# Little HT Two-Way



## bball09124 (Jul 21, 2008)

My dad's got a Hitachi SR-903 amp, 20+ years old, that does 110 watts x 4 ohms and I have some AA Poly-Mids as well as some PG RSD's lying around. I'm a little bored, so I was thinking about throwing them together for an upgrade from the stock TV speakers.

Any recommendations for enclosure size for the mids? Poly-Mids or RSD mids? And I was going to just use the RSD crossover, unless someone can direct to a better and cheap alternative (under $30).


----------



## Ga foo 88 (Dec 18, 2005)

I have the x-over schematic for the AA poly + vifa xt25 if that interests you, however i have no idea on the price of the x-over parts...


----------



## czechm8 (Oct 15, 2008)

Start with a .5 cf cabinet. 
Do those mids have a phase plug? You might get some chuffing if you use a sealed cabinet so you might want to port them.

They should work OK for general listening and room fill, but the on-axis response will not be ideal.


----------



## ItalynStylion (May 3, 2008)

czechm8 said:


> Start with a .5 cf cabinet.
> Do those mids have a phase plug? You might get some chuffing if you use a sealed cabinet so you might want to port them.
> 
> They should work OK for general listening and room fill, but the on-axis response will not be ideal.


Do you mean chuffing through the center of the cone through the gap? I'm pretty sure these have an inverted dust cap so they are sealed completely.


----------



## czechm8 (Oct 15, 2008)

ItalynStylion said:


> Do you mean chuffing through the center of the cone through the gap? I'm pretty sure these have an inverted dust cap so they are sealed completely.

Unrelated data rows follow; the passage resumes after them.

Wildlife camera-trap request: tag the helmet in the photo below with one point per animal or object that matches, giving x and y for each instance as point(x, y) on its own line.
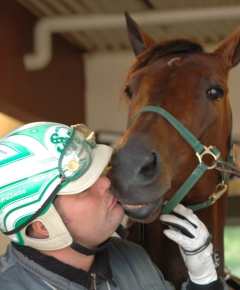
point(37, 162)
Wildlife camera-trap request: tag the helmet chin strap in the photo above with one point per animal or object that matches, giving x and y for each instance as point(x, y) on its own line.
point(121, 231)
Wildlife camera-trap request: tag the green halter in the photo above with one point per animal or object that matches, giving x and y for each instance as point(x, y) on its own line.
point(200, 150)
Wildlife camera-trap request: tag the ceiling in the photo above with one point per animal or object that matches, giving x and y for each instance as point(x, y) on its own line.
point(101, 23)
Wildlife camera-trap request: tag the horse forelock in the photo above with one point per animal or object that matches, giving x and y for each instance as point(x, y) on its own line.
point(171, 47)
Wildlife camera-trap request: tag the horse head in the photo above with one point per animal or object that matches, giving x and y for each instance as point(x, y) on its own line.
point(153, 160)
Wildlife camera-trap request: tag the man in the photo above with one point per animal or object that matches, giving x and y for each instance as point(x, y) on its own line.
point(58, 211)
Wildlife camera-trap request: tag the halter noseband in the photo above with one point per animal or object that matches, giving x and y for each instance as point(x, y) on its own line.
point(200, 150)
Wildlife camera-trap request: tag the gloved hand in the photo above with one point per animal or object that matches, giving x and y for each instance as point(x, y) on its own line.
point(194, 241)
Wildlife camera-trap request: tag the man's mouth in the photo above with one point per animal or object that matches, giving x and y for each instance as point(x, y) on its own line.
point(134, 206)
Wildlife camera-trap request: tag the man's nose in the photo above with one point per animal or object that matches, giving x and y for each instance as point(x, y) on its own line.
point(104, 184)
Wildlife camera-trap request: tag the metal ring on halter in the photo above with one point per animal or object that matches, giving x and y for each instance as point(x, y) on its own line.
point(208, 151)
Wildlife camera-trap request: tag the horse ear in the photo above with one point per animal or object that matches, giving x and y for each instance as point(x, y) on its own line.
point(229, 49)
point(139, 40)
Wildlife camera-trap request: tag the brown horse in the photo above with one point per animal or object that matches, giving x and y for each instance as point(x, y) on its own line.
point(154, 159)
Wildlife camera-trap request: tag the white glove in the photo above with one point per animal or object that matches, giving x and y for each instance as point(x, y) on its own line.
point(193, 239)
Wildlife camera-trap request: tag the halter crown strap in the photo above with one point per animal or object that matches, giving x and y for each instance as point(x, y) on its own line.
point(199, 170)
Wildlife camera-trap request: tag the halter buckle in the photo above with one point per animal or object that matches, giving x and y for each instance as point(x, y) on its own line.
point(208, 150)
point(221, 188)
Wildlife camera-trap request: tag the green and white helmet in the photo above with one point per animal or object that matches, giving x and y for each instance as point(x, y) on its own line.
point(37, 162)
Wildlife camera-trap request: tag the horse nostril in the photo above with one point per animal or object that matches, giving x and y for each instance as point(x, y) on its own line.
point(151, 167)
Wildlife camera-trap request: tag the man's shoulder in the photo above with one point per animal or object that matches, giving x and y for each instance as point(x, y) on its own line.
point(126, 248)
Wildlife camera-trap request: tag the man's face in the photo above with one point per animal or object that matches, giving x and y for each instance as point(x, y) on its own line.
point(91, 216)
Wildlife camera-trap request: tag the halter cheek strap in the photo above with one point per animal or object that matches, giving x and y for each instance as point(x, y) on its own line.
point(200, 151)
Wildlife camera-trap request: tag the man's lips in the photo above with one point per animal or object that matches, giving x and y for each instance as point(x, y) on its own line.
point(134, 206)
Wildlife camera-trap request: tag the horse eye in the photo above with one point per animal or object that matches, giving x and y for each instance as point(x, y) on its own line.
point(215, 94)
point(128, 92)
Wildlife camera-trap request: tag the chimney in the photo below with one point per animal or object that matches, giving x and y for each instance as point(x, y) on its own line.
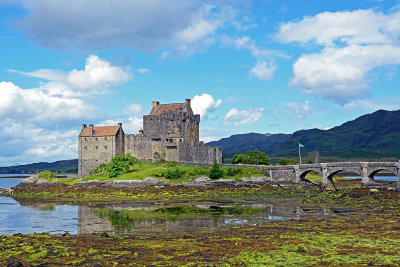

Yes. I had a set of convertible comps I put in small sealed enclosures and got a lot of noise around the phase plug gap. I ended up porting the enclosures.


----------



## ItalynStylion (May 3, 2008)

czechm8 said:


> Yes. I had a set of convertible comps I put in small sealed enclosures and got a lot of noise around the phase plug gap. I ended up porting the enclosures.


Interesting...I'd always wondered about this with drivers like the Focal 6w4311.


----------



## Spasticteapot (Mar 5, 2007)

Sell me the AA Polys to me and build some of these!

Pete Schumacher's Bookshelf RS125/HiVi K1. - Tech Talk


----------



## Ga foo 88 (Dec 18, 2005)

I would agree with selling what you have and trying a design floating around the internet that is proven.


----------